Facing a sluggish economy and an equally shaky advertising market, exports of French-produced TV shows fell by 2% in 2001, according to a recent industry report. The annual TVFI survey on French television production, co-authored by TV France International, Centre National de la Cinématographie (CNC) and Institut National de l’Audiovisuel (INA), pegged sales of French TV exports at US$123.7 million last year.
The news was not all doom and gloom, though. Foreign investment in co-productions (mostly with Western European and North American companies) and presales increased by 21.8%, reaching a plateau of US$203.5 million. Factoring in this segment into overall production activity, the survey maintains that total foreign contribution to the French TV industry increased by 11.5%, from US$293.5 million to US$327.4 million.
Western Europe (led by Germany and Austria with a 37.4% share) remained the strongest market for French TV productions, accounting for 68.7% of total exports. Next on the list was the U.K. and Ireland at 25% (up nearly 10% from the previous year). The report contends that the latter territory posted the biggest increase because of its buying binge of French-produced animation and game show programs. Sales to Italy dipped from 16.4% to 9.8% of total exports, with the region relying more on local productions to fill its airwaves. Sales to North America – primarily to Canada – remained stable at 9.7%, while emerging regions like Asia (led by Japan, which accounts for 40% of the territory’s sales) rose from 6.3% to 8.5%.

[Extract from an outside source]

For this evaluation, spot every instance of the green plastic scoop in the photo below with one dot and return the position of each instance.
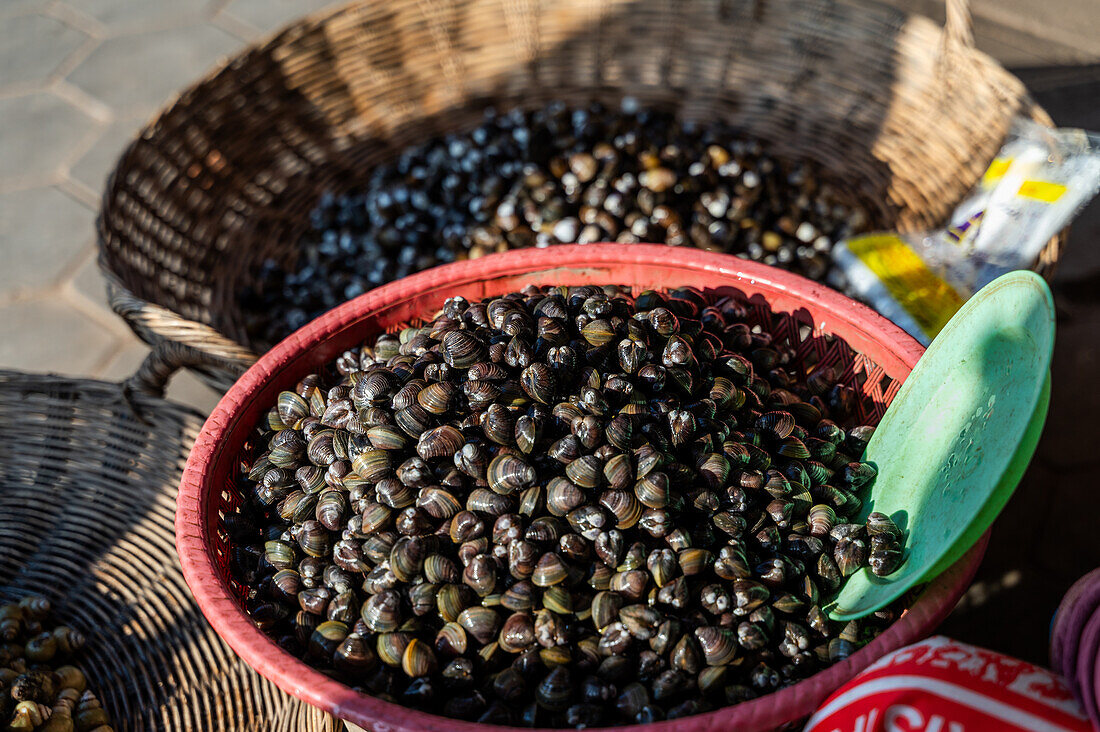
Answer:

In terms of production styles, animation solidified its perch as the top moneymaking genre, accounting for 44% (US$55.1 million) of all sales abroad last year, up nearly 10% from a year ago. Along with educational programming, it made up 54% (US$110 million) of all French co-pros produced last year, a jump of 7.2% over 2000. Buttressed by top-selling shows like Totally Spies! (Marathon), Lucky Luke (Xilam), Titeuf (France Animation) and 64 Zoo Lane (Millimages), 76.6% of French animation was exported to countries in Western Europe, 11.9% to North America, followed by Asia (4.2%), Latin America (3.5%), Central Europe (1%) and Africa (0.6%).